Here is a comparison shot: me last year at this time versus me now. Pretty different, no?
This week’s challenge is traveling out of town for a conference. I’m packing my swimsuit and workout gear and have already set my alarm to get up at an ungodly hour to exercise each morning. I’m not going to let travel be the excuse for the scale creeping up next week–I’m really trying to stave it off and trying to be proactive about it.
I’m also trying to mentally prepare for seeing many colleagues that I have not seen in person since before my surgery. It will be like them seeing an entirely different person since they last saw me. So I will have to prep for how to respond and react to their reactions to the “new” me.

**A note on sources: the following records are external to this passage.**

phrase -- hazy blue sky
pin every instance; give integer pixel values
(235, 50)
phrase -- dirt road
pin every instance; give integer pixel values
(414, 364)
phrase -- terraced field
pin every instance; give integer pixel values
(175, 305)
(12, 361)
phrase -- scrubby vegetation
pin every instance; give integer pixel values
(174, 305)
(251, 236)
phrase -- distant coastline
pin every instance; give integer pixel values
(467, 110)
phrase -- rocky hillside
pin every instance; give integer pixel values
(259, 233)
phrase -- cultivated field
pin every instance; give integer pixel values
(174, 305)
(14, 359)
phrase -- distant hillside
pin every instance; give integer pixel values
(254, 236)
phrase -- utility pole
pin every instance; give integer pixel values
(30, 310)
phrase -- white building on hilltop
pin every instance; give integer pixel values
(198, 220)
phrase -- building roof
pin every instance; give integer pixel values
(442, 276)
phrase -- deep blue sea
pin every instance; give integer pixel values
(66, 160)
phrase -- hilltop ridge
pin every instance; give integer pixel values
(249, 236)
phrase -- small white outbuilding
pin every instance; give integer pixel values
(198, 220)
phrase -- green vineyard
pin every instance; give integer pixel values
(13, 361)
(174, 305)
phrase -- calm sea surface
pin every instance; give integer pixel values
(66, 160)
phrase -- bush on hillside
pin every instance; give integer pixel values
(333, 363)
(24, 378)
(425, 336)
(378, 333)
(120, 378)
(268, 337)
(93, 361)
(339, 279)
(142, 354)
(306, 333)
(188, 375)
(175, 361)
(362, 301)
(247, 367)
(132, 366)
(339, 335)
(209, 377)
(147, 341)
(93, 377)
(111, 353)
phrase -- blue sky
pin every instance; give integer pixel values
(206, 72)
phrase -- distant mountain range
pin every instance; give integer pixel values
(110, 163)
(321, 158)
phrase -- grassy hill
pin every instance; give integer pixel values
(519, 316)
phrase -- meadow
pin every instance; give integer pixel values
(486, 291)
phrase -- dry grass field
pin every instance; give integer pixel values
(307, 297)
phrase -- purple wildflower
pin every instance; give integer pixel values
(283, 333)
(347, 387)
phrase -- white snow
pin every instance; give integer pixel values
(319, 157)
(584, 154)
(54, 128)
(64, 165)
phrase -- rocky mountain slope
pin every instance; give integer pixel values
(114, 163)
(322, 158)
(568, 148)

The biggest challenge will be getting over my own self-doubt about this process. I need to work on that, and fast. I don’t want it to wreck all that I’ve done so far.
I wish I had something helpful to add, but all I can say is I FEEL THIS. I’m so sorry your knees are making it difficult to do things you want to do. I feel the frustration and the fatigue. I think it will get better. I am impressed by how hard you work as it is. But mainly: thank you for writing this, because argh does it ever resonate.
So glad to know I’m not alone in what I’m feeling. I am feeling swamped by so much right now. I feel suffocated by so much, but none of it is anything I can cast off easily. That’s what I hate the most. Is it awful that this trip I’m about to take is actually a break for me, yet the trip is work related?
This is exactly how I’ve backslid as far as I have. I’m currently at a total of 30 lbs regained. I’m working on reigning it back in, but it’s much harder now that I’m “normal.” What’s my motivation?